Sokurov obviously has a message to share through his reinvention of Faust. In one of the scenes Faust visits another doctor who runs a very successful practice in the town. The secret to his success is his sensibility to applying just the right kind of treatment so desired by his patients. According to Sokurov, the intellectual elite are in decline as their insight is undermined by the outgrowing consumerist market. Faust’s expertise is unwanted and unnecessary as it goes against the popular concepts. His blind certainty in science pushes him to the extremes and compels him to deny God or any form of the supernatural. Sokurov criticises him for that. He surrounds his main character with the mystique of nature and presents him with the angelic countenance of Margarete, but the man still cannot see below the surface. In the end his ignorance, as is the case for so many characters, is his undoing.

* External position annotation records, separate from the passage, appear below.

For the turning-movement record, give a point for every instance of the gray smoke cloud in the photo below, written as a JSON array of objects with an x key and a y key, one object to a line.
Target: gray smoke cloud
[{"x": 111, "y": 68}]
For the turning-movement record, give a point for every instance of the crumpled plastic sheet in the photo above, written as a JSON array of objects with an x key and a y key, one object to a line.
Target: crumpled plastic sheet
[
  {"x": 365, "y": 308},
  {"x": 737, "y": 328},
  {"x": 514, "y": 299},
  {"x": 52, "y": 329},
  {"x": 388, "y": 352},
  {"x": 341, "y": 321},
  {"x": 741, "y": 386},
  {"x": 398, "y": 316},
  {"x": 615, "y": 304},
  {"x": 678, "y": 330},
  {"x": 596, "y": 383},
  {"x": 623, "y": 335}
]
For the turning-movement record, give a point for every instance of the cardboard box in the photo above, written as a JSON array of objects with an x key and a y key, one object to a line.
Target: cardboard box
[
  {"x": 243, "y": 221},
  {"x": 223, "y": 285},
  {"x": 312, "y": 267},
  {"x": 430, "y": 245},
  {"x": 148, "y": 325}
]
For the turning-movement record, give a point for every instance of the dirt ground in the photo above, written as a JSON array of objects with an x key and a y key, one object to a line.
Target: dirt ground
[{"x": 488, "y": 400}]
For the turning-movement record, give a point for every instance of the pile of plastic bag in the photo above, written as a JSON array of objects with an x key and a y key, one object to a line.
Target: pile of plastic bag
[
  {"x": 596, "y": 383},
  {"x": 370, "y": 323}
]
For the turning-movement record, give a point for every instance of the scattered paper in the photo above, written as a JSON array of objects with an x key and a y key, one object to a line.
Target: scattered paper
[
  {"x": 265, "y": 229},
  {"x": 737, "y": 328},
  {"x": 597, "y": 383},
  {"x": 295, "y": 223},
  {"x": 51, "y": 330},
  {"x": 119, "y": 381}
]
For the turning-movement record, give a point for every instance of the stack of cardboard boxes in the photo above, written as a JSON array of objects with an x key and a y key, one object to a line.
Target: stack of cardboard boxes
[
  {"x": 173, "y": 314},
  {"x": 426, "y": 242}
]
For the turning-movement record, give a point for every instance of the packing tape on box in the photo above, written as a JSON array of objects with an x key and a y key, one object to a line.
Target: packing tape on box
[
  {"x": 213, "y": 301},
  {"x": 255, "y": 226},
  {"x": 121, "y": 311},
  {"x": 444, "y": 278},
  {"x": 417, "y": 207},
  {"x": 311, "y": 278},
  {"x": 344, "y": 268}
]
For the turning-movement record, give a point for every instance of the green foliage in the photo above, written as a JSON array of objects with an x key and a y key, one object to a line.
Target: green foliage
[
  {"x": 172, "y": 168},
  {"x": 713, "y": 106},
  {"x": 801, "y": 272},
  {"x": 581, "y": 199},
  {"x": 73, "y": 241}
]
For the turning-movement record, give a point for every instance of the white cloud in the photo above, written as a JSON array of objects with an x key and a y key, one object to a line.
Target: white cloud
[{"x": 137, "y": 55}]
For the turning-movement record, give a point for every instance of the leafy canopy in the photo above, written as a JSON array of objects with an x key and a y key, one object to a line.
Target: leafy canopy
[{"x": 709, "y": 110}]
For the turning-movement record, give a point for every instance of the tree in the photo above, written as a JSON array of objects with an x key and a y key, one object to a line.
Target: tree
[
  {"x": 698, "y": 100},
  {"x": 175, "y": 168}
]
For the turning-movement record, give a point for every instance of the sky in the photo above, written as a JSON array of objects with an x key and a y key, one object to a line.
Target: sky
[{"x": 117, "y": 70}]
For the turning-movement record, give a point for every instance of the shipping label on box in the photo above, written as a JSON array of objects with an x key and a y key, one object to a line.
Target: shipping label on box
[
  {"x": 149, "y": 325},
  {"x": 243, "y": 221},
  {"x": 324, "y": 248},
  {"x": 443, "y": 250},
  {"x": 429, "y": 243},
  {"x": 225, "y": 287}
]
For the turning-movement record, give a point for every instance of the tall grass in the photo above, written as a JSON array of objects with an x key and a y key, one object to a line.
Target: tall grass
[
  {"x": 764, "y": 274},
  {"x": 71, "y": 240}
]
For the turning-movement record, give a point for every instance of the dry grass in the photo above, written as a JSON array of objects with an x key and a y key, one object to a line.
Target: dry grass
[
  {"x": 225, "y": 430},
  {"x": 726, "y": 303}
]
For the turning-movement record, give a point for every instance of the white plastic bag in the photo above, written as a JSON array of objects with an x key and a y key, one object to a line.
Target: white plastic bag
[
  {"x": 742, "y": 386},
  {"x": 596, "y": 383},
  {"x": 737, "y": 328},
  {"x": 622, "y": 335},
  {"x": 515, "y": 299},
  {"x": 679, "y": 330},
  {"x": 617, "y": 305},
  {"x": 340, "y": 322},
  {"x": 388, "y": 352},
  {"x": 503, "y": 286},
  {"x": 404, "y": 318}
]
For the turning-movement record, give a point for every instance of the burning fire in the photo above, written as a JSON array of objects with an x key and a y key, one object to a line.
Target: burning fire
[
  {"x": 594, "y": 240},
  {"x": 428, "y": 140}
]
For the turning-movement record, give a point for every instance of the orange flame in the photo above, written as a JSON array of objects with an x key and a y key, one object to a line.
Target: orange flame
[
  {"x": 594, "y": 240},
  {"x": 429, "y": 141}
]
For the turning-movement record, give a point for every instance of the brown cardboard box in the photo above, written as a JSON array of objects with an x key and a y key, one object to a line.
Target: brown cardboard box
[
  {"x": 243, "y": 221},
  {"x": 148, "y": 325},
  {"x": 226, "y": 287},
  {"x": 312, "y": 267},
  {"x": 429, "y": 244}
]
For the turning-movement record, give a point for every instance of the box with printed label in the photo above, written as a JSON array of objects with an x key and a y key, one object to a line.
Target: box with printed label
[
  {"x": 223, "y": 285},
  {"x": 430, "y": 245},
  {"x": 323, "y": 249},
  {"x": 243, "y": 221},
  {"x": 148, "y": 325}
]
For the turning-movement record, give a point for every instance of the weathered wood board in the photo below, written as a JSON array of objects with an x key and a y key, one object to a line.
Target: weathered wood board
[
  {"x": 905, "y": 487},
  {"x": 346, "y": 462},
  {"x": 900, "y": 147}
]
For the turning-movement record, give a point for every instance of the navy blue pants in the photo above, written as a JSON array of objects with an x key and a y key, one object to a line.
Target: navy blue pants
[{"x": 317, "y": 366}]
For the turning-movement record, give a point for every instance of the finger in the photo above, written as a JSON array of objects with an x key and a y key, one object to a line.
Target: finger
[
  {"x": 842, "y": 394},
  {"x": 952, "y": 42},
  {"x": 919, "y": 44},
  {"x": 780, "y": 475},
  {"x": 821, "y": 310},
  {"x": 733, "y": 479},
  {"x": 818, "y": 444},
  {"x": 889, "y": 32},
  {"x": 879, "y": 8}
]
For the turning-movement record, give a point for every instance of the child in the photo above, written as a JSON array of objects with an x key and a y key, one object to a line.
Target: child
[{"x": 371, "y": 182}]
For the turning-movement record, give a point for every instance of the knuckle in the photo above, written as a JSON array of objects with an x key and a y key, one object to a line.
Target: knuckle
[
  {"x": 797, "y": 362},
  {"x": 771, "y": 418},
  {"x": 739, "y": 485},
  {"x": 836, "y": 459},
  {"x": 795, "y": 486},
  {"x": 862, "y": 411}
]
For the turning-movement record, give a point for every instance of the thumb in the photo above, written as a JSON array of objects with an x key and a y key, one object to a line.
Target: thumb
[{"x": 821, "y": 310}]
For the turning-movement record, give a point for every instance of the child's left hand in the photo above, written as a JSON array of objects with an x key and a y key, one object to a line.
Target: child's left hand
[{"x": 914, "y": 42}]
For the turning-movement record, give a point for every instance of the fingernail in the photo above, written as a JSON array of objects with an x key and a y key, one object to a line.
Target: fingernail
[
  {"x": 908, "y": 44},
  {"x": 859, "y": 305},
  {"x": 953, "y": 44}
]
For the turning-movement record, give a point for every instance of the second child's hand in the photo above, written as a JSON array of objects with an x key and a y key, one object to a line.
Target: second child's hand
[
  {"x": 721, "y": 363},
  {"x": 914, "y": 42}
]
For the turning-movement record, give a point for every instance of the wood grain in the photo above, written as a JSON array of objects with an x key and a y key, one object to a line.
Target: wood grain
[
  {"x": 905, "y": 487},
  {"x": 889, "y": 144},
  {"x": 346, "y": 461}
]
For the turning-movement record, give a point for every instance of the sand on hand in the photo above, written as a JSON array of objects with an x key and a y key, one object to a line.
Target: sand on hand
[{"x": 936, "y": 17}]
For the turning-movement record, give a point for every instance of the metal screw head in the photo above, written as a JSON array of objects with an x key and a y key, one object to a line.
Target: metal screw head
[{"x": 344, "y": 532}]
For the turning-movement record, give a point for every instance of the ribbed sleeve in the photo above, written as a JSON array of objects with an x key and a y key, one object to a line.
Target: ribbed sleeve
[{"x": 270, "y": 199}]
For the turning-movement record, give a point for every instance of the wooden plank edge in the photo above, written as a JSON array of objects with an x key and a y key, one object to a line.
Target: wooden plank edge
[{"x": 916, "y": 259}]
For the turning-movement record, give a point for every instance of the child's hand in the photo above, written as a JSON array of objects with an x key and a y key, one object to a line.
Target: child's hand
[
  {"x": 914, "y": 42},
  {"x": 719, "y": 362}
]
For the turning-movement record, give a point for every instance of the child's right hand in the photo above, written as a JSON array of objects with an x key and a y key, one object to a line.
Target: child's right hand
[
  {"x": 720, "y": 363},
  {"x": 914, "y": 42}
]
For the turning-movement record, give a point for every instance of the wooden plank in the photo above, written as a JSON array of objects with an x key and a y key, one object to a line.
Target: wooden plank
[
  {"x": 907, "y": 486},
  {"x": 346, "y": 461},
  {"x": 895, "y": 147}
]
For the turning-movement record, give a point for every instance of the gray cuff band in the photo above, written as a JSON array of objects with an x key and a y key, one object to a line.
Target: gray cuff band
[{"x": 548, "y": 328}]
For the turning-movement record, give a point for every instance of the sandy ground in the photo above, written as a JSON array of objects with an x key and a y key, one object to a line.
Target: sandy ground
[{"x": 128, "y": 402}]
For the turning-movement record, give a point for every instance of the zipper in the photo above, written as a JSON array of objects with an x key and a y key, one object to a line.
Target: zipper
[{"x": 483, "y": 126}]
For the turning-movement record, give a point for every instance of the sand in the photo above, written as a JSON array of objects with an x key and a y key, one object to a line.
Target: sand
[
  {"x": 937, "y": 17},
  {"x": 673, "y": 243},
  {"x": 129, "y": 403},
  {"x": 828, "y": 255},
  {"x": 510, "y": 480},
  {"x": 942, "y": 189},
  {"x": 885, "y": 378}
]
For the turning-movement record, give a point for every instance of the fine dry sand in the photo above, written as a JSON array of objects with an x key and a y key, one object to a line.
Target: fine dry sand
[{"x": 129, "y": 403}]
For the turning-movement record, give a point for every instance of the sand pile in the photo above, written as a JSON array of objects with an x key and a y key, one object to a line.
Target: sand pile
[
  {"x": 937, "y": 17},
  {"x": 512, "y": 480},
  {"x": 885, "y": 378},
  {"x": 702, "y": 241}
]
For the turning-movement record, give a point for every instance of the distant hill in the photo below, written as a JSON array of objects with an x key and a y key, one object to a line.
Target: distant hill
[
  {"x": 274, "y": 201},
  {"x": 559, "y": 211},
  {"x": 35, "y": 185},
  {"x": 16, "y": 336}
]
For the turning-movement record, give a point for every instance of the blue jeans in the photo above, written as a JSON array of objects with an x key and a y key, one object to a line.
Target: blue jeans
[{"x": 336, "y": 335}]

Sokurov’s theme of spirituality vs. science brings us back to the aforementioned point about the festival’s political correctness. The director’s objection towards a consumerist society is clichéd to say the least. Even more, the director makes some astounding assumptions that people’s vain consumerism is the outcome of a spiritual decline which will lead us to atheism and nihilism. His distrust in science comes from a conviction that no scientific formula can describe artistic sensibilities. The jury of the festival stands in full support of Sokurov’s view, no matter how tiresome and over-prudent the perception of spiritual superiority over science might be. But what matters for Viennale is that Sokurov’s film is a poster child for cinema d’auteur. Through the film’s audacious aesthetics, non-linear storytelling, and artistic inter-textuality the festival board proves that they are still able to recognise ‘real’ cinema. And that creates an interesting paradox – Viennale fulfils Sokurov’s prophecy of artistic decline precisely by awarding his film with the main prize.